Some Objections to Penal Substitution

In keeping with our theme of atonement from yesterday, I thought I'd outline some of the more common objections to penal substitution offered in contemporary 'evangelical' literature. Again, these are very brief descriptions of the arguments, but they are simply intended to familiarize us with what is being said by self-proclaimed evangelicals today.

God willing, we'll examine some of the arguments for penal substitution tomorrow, but for now, here are some of the most common contemporary objections to it:

  1. Penal Substitution and Divine Love

  2. Those who hold to this objection argue that God is love (1 John 4:8), and his expression of his character in Christ is ultimately love. With this schema in place, seeing God as wrathful and punitive is clearly out of character, and therefore wrong. The God who would demand penal substitution is a God of vengeance, it is argued, not a God of love. The justice of the God of the Bible is in line with his love and is therefore corrective and remedial rather than wrathful or punitive.

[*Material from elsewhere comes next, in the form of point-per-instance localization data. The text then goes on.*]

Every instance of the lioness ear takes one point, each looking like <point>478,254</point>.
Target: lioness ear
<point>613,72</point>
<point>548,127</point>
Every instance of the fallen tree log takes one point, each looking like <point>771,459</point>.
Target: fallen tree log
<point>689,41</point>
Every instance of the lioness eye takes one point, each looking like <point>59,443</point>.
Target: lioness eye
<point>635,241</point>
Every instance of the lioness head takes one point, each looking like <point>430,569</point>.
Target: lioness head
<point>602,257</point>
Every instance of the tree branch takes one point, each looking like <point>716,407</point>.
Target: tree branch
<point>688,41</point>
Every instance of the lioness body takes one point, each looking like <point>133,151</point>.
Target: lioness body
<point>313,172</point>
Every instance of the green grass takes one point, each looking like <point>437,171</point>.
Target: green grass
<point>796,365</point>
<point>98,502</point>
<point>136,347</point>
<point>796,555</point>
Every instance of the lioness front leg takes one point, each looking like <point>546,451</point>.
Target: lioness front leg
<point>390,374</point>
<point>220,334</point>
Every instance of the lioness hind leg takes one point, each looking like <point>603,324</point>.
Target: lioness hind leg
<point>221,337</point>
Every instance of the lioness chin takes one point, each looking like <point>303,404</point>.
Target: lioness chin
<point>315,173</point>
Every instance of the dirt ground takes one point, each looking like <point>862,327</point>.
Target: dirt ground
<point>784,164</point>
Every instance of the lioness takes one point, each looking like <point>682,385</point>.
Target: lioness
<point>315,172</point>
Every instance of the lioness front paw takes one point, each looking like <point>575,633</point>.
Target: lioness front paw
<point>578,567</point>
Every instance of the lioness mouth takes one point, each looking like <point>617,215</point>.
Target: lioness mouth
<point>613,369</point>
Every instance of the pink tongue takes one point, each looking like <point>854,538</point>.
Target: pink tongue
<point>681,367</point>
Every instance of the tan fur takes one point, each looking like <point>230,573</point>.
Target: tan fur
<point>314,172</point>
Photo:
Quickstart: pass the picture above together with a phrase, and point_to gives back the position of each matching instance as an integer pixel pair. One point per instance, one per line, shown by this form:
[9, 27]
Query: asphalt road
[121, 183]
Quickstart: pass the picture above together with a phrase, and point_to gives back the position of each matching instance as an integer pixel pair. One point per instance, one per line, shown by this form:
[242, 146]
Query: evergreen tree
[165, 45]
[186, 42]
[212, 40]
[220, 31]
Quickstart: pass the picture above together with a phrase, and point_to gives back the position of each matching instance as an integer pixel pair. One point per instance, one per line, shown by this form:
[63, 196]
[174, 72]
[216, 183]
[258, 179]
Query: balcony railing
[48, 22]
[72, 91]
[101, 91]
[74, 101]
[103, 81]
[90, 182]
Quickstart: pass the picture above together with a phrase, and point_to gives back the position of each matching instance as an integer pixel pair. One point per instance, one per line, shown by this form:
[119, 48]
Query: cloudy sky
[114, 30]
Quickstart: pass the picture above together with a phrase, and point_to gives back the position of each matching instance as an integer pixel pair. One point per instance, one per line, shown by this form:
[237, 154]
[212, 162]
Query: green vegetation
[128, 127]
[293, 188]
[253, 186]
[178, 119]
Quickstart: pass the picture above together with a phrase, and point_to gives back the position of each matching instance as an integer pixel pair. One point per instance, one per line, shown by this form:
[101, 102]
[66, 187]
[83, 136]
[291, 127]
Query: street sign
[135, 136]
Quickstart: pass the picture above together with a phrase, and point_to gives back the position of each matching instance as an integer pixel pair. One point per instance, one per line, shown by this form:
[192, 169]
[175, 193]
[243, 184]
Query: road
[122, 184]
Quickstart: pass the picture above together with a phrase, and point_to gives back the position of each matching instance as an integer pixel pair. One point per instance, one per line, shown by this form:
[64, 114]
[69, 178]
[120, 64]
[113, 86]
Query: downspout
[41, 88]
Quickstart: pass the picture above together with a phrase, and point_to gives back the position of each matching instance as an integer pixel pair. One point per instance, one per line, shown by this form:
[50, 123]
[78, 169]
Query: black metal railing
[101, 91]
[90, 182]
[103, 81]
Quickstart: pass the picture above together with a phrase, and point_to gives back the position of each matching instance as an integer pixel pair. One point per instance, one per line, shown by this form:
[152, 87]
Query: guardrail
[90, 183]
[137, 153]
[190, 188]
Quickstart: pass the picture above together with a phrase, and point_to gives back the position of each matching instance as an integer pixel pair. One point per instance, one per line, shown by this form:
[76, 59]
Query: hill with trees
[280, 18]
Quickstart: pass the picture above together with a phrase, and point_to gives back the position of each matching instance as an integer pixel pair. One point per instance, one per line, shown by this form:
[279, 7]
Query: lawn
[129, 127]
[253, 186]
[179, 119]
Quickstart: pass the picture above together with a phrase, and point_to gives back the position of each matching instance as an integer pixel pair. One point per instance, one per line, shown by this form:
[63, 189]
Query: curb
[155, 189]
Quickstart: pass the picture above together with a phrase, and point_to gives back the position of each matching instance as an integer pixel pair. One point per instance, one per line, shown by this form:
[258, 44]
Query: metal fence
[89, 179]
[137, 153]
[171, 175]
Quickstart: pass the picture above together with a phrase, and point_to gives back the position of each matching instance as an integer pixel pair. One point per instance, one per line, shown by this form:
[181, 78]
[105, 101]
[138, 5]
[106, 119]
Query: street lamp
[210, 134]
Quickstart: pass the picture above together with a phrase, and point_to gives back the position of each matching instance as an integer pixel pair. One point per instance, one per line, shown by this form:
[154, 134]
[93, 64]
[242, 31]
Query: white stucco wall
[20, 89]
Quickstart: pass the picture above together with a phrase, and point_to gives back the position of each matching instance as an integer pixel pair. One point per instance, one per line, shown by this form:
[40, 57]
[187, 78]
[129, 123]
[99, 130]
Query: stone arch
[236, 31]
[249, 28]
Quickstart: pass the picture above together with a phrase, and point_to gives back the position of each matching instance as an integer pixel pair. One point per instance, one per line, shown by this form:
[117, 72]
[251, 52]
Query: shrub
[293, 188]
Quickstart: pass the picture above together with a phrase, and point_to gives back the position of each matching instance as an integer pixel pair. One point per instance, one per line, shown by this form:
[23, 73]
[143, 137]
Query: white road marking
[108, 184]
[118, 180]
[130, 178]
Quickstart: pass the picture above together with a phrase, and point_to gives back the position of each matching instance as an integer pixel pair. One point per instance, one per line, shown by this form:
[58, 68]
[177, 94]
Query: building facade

  3. Penal Substitution and Divine Justice

  4. Here it is argued, in connection with the above argument that we have misunderstood divine justice. God’s justice must be interpreted in light of his love. The notion that there is guilt which must be punished is western and modern in its origin, and is far from biblical. God’s justice must be viewed as remedial. Our guilt is better viewed in terms of shame, rather than guilt, and once that is understood we will see that there is no need for a penal substitute to satisfy the wrath of God. Like God’s justice, it is argued that his wrath must be redefined in non-western terms. Rather than an angry response to sin, God’s wrath is seen merely in the natural consequences for sin.

  5. Penal substitution and the Trinity

  6. Here it is argued that penal substitution betrays a wrong understanding of the Trinity. Since, in penal substitution, God the Father would be turned against God the Son (which, it is assumed, could never happen), then penal substitution must therefore be wrong. Any pitting of the persons of the Trinity against each other must be wrong, and therefore penal substitution is jettisoned.

  7. Penal Substitution and Violence

  8. Here it is argued that the notion of God requiring a violent atonement for the sake of forgiving offences and propitiating wrath is entirely distasteful at best, and could well be construed as condoning violence in human relationships as well. For example, it is often argued in contemporary feminist literature that penal substitutionary atonement theories only encourage the abuse of women and children who are innocent, but told they must bear the wrath of their fathers and “bear up” and suffer like Christ. This, they argue, is a far cry from biblical Christianity, and is a reason to deny penal substitution.